Note: the content below is all in first draft format. It will change considerably during the time it takes for the study to be completed (especially by way of more academic support, generally). I post now ‘for interest’s sake’.

Žižek (2009:60-63) offers an interesting example, as well as some interesting comments thereon, of a “real philosophical question” (2009:61), a real philosophical problem. He raises the question – which I will soon quote – in response to the issue of biogenetics. Biogenetics, explains Žižek, is presented by “Spain’s official state philosopher” (2009:59), Habermas, in the following ‘neo-Kantian’ (2009:60) manner: in the sciences

you can do whatever you want; remember, however, that we are dealing only with the narrow field of cognitive phenomena. The human as autonomously acting moral subject is something else, and this field must be defended from every threat.
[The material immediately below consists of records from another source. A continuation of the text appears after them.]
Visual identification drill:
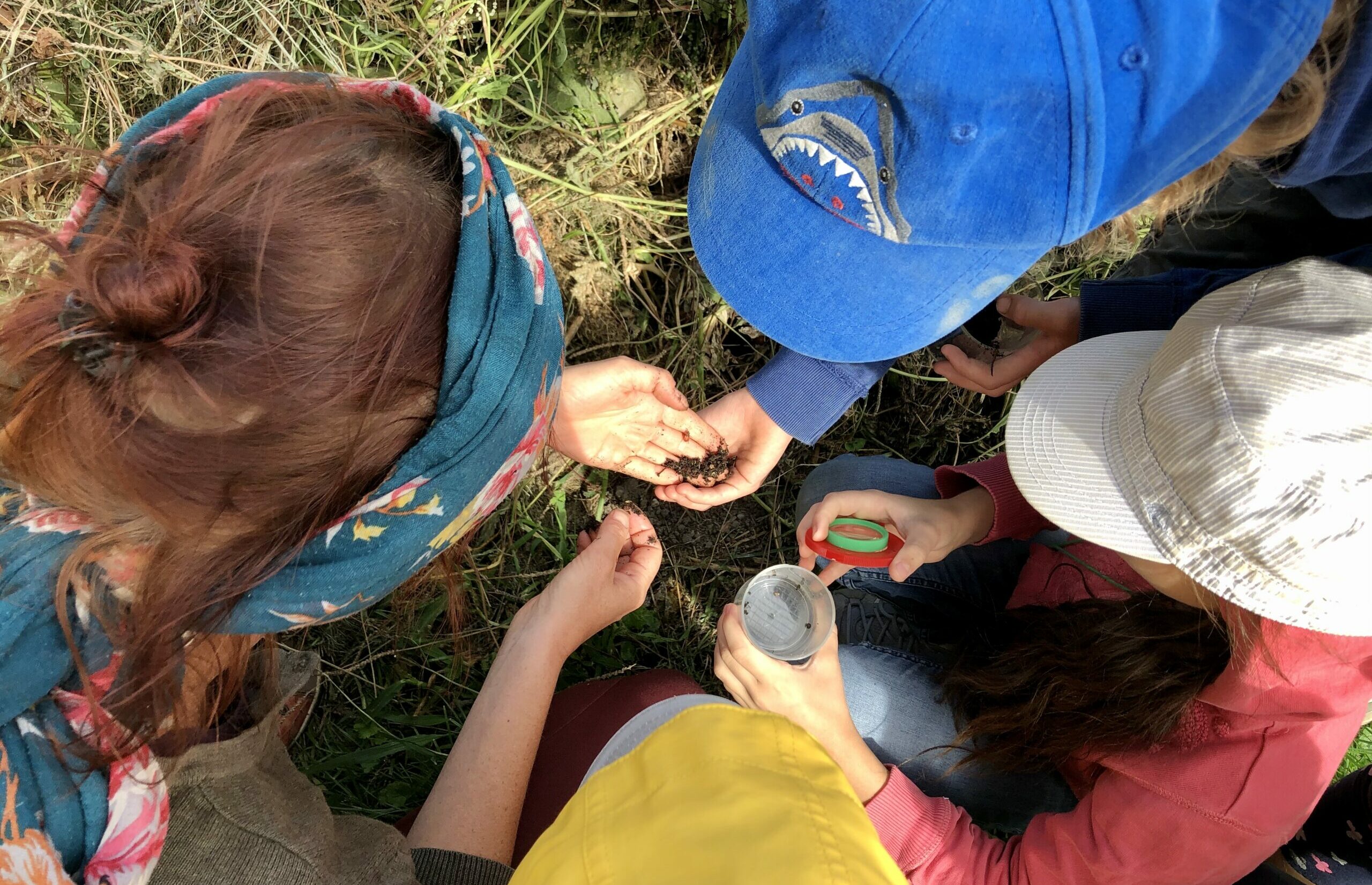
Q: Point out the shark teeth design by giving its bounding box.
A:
[772,136,881,236]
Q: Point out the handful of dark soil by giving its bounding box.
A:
[666,444,738,488]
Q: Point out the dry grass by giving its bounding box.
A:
[0,0,1196,818]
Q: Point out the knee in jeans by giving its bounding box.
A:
[796,453,881,522]
[796,454,938,520]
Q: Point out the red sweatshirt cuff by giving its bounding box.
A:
[934,454,1054,544]
[867,765,956,875]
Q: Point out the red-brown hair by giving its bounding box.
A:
[0,85,461,750]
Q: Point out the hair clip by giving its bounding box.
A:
[58,291,133,377]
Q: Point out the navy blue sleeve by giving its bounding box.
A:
[1080,246,1372,340]
[748,347,894,446]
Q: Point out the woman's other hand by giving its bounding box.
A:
[551,357,722,486]
[796,486,996,586]
[510,510,662,657]
[653,387,791,510]
[715,604,886,802]
[934,295,1081,397]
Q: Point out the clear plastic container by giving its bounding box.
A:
[734,566,834,664]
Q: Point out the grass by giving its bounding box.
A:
[0,0,1372,819]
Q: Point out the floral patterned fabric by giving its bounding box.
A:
[0,74,563,885]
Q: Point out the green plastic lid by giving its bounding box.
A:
[825,516,890,553]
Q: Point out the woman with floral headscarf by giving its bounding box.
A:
[0,74,719,885]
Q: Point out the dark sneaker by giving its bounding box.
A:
[830,584,919,655]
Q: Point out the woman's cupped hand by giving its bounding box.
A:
[551,357,723,486]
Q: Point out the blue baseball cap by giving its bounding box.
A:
[688,0,1331,362]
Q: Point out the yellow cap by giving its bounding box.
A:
[512,704,906,885]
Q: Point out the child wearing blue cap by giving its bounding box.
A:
[659,0,1355,509]
[0,73,719,885]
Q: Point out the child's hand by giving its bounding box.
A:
[551,357,720,485]
[715,603,886,802]
[510,510,662,657]
[796,486,996,584]
[934,295,1081,397]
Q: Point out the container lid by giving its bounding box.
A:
[734,566,834,661]
[807,516,906,568]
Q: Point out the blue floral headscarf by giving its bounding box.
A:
[0,74,563,885]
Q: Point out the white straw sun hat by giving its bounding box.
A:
[1005,258,1372,635]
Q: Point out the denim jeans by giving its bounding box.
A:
[796,454,1077,833]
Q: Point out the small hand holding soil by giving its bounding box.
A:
[666,443,738,488]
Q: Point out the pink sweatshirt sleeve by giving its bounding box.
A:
[934,454,1054,544]
[867,768,1283,885]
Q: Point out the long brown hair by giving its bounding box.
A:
[1078,0,1364,254]
[943,593,1249,771]
[0,85,461,752]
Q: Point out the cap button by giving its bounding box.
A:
[1120,42,1149,71]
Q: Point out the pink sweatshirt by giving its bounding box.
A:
[867,457,1372,885]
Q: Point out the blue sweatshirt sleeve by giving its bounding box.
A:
[748,347,896,446]
[1078,246,1372,340]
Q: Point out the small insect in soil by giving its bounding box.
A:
[662,446,738,487]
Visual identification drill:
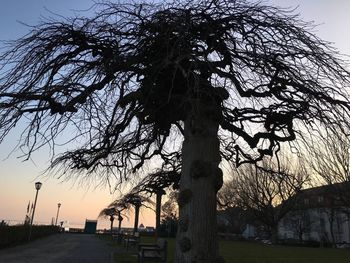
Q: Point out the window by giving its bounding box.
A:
[318,195,324,203]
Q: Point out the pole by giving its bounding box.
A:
[55,203,61,226]
[28,189,39,241]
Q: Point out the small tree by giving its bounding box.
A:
[115,192,154,235]
[133,169,180,236]
[0,0,350,263]
[99,207,118,235]
[226,158,309,243]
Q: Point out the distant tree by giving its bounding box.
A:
[230,158,309,243]
[99,207,118,235]
[132,169,180,239]
[161,190,179,220]
[115,192,154,234]
[306,129,350,210]
[0,0,350,263]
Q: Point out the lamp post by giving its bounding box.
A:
[28,182,42,241]
[55,203,61,226]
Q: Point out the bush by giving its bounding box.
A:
[0,225,59,248]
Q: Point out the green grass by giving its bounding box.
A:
[0,225,59,249]
[102,237,350,263]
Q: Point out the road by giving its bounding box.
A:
[0,233,113,263]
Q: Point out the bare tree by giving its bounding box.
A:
[110,192,154,234]
[231,158,309,243]
[0,0,350,263]
[132,169,180,239]
[307,129,350,207]
[99,199,130,234]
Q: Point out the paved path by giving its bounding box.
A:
[0,233,113,263]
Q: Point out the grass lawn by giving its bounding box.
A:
[100,237,350,263]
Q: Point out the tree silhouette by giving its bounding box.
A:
[133,169,180,239]
[109,191,154,234]
[221,157,310,244]
[99,201,129,234]
[0,0,350,263]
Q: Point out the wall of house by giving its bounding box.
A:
[278,208,350,243]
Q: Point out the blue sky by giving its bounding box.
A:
[0,0,350,229]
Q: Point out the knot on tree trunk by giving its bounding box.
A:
[213,167,224,192]
[179,237,192,253]
[190,160,213,179]
[179,217,189,232]
[177,189,192,207]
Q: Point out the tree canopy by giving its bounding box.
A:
[0,0,349,179]
[0,0,350,263]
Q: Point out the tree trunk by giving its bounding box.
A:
[271,227,278,245]
[118,213,123,234]
[174,100,223,263]
[109,217,114,235]
[156,192,163,238]
[133,205,140,235]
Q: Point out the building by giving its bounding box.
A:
[278,183,350,244]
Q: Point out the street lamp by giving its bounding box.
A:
[28,182,42,241]
[55,203,61,226]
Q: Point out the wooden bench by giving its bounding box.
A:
[137,238,167,263]
[124,232,140,250]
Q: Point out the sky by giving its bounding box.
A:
[0,0,350,228]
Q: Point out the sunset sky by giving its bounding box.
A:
[0,0,350,230]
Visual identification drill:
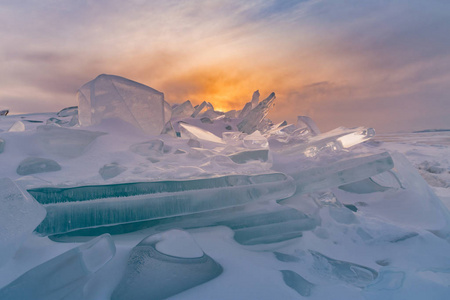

Accordingly, says Žižek, pseudo-problems (Ibid) emerge: “how far are we allowed to go into biogenetics? Does biogenetics threaten our freedom and autonomy?” Žižek identifies these as being false philosophical questions. Instead, he identifies the following as the “only real philosophical question” with regard to biogenetics: “is there something in the results of biogenetics that would force us to redefine what we understand by human nature, by the human way of being?” In criticism of Habermas, Žižek (2009:61) states that Habermas’s entire “intervention betrays the fear that something could fundamentally change, that a new dimension of the ‘human’ could emerge and the old idea of human dignity and autonomy would not be safely conserved”. This links perfectly to what Žižek (2009:60) says about the dubiousness of ‘state philosophy’:

What is the chief function of state philosophy in the contemporary dynamic capitalist society? It should endorse the development, indispensible for capitalism, of new sciences, of technology and business, while at the same time, however, it should obstruct their radical ethical and social consequences.[1]

From these statements, it is clear that the questions, “how far are we allowed to go into biogenetics? Does biogenetics threaten our freedom and autonomy?” – questions Žižek identified as pseudo-problems – are not the questions/problems pertaining to the real radical ethical and social consequences, in this case regarding biogenetics. The real questions according to Žižek, as already seen, pertain to the ‘redefinition of human nature’, to the emergence of a ‘new dimension of the human’, and also to the process whereby ‘something fundamentally changes’. The latter process can be expressed differently: the universal process whereby the present contingent particularities of the human sphere change – which leads me to Badiou and Žižek’s interest in philosophy’s ‘universal focus’. I will now begin to address this focus, and then refer back to the example of biogenetics for further clarification.

[1] I must point out here that Science, Technology and ‘business’ are three of the four dominant shapers of discourse focused on in Chapter 3 of this study, which is to say that they are the historically dominant ideologies that underlie the ecological crisis, as shown in Chapter 3.